You are contradicting your first paragraph

Ah, sorry; this was actually intentional, but I failed to make it clear why. Obviously, if become is a "requested" tail call, the validity requirements are no different than with return.

However, if become is a "required" tail call, then I suggest that this example should not be UB, and that this follows from an interpretation of become as "transparent" to the return ABI; that the return ABI skips over any become frames, moving via ABI encode/decode pair directly from the returned value to the non-becomed function call result.

This is technically still a distinct axis from become providing a codegen guarantee of TCO. I think the idea underlying this is that become transparency is what "required" tail calls would mean at the AM level.

A very ugly alternative which makes this example UB without requiring the AM to maintain stack context for arbitrary-many "become frames" would be to only validate the "top" frame. The purpose would be to permit propagation of function result type annotation across transmute (so _x could be inferred nonzero since it was produced by fn b).

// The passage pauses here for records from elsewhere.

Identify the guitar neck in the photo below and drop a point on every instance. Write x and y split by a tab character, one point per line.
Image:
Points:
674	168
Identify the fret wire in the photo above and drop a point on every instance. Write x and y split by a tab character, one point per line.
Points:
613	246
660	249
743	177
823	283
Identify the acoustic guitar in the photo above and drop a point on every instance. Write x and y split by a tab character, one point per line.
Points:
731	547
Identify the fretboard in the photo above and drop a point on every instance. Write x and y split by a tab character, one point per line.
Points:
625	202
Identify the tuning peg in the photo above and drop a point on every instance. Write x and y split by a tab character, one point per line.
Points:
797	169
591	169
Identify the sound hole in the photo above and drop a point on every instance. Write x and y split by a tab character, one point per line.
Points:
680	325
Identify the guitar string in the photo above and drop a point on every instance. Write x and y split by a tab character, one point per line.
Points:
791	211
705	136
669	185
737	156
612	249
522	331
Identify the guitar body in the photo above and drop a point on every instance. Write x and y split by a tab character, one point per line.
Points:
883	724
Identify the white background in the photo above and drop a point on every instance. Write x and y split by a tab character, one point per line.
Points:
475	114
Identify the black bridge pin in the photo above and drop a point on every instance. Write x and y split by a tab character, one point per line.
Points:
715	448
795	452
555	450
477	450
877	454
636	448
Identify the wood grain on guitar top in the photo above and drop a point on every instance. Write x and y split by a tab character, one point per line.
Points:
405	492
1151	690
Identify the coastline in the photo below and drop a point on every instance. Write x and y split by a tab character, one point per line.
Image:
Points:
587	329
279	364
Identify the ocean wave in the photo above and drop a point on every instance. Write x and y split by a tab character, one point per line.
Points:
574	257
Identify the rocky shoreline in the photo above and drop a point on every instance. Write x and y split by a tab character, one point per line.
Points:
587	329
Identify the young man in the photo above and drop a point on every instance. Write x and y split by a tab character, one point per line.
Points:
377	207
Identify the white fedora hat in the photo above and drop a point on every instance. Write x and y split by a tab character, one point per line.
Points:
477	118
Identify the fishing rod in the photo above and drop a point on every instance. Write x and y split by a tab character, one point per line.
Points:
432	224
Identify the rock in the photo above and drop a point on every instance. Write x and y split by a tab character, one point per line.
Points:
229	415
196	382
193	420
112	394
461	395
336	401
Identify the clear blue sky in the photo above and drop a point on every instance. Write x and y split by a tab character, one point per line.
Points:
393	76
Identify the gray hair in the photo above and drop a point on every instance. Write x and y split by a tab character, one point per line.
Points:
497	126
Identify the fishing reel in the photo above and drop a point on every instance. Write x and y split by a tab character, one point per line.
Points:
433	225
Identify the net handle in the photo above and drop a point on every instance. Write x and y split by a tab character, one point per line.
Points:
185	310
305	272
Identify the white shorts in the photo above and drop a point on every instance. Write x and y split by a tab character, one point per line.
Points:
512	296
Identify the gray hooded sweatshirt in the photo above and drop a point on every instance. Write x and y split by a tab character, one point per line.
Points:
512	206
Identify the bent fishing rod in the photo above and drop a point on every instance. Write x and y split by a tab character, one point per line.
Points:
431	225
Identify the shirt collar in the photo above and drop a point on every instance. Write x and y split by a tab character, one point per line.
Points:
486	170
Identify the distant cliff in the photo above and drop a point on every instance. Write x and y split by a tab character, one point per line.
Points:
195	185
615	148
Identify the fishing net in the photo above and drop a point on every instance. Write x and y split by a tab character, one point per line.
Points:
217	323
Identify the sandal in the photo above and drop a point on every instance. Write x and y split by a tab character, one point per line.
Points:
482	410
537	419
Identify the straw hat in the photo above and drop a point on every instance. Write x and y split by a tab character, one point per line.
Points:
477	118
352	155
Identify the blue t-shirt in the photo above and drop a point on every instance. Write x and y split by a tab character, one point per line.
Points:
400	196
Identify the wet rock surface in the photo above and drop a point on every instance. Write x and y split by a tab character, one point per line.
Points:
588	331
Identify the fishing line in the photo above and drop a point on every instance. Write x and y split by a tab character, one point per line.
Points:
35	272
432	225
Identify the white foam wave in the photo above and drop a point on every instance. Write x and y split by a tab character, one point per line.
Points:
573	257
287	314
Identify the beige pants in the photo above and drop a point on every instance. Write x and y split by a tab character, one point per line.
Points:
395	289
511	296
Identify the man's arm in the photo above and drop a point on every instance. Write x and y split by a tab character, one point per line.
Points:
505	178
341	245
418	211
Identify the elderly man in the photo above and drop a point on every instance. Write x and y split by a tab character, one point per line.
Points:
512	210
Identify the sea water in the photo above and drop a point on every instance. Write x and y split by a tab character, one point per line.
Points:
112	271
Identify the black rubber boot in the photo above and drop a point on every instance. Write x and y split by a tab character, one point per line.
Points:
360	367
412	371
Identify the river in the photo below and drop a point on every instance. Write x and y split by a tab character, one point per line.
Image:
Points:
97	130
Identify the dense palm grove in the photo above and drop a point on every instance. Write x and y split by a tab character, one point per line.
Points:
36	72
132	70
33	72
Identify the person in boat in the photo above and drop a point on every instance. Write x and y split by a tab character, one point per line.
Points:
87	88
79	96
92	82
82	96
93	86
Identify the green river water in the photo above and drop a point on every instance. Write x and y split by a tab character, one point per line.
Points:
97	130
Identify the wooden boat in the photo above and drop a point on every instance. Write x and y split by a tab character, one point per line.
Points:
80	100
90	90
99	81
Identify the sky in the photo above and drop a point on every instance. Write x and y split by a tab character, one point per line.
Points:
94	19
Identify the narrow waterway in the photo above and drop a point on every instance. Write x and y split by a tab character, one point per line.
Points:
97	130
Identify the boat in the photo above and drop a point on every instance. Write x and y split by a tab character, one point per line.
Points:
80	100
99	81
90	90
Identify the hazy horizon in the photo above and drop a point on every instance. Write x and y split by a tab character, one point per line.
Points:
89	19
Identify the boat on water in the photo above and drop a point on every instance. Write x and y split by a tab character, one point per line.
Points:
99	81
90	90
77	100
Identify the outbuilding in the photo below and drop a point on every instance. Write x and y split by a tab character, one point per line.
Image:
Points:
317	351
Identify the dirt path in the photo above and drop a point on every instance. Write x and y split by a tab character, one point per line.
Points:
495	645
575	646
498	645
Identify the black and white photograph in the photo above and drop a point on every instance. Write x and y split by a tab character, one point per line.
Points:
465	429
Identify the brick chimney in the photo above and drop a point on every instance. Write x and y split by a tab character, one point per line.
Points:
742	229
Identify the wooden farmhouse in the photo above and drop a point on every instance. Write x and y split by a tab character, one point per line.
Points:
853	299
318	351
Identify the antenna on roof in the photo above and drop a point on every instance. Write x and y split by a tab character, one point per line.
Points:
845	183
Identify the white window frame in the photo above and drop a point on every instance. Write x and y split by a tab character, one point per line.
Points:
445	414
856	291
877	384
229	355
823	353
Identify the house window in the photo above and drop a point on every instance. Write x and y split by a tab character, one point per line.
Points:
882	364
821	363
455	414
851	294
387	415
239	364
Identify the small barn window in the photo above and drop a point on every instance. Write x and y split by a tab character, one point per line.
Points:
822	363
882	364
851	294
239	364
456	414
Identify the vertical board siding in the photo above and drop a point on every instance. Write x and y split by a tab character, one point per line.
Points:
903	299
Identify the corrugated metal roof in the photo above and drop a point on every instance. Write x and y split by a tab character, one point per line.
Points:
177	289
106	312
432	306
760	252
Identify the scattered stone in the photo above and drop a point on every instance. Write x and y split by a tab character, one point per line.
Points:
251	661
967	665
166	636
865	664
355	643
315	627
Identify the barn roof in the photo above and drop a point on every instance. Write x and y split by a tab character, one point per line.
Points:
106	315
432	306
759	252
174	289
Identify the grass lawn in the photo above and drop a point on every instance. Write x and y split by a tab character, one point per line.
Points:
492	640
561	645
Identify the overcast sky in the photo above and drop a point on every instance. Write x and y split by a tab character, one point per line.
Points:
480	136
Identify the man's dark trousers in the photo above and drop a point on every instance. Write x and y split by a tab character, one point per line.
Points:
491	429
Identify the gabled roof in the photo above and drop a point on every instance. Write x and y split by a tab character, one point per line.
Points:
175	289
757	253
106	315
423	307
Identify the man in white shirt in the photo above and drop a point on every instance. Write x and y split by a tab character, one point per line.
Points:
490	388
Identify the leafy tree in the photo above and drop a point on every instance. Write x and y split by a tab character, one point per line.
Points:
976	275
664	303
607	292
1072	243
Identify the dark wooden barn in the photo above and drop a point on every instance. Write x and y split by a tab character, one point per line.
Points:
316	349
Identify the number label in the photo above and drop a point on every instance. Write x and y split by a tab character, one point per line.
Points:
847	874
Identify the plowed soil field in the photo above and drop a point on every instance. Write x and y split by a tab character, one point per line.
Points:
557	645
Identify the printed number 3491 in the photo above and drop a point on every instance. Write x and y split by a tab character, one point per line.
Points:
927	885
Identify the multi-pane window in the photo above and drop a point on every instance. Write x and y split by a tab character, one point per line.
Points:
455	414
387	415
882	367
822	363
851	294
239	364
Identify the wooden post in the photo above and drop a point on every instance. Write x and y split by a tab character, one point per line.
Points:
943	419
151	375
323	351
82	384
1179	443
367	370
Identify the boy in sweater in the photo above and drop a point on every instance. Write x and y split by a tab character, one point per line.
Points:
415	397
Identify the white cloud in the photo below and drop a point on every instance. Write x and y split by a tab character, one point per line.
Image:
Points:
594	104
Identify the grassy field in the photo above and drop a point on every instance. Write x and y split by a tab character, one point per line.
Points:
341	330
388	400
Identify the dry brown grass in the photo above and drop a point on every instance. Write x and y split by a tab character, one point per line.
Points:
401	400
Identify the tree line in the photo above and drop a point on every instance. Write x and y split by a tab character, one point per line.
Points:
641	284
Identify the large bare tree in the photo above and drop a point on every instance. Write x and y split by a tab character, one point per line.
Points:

I don't like it, but it would work. Having the AM maintain the stack frames and just optimizing out the frames for the concrete seems a much better approach, and Miri could optimize to not accumulate become frames, only maintaining a smallvec of return types.

Another awkward-bad idea: forbid becomeing function pointers. (This would be required for versions of become where the compiler would build a trampoline context to guarantee constant stack usage on targets where TCO can't be guaranteed.)

To extract an actual (but still partial) answer to the question of the OP:

If become guarantees concrete TCO (i.e. causes a build error when the target codegen won't TCO the specific setup), then the "transparent" semantics are strongly desirable; it follows from ABI reasoning that seems reasonable given that low level ABI guarantee.

If become will still compile when TCO can't be guaranteed, then I prefer the semantics where the AM stack frame remains and drop timing is the only opsem impact of become. (This doesn't preclude a warning or even deny-by-default for non-TCO scenarios.)

Because I have a strong desire to avoid check/build error divergence and use cases that enjoy the drop timing impact independent of TCO, I have a preference for the latter, but see the benefit to the former.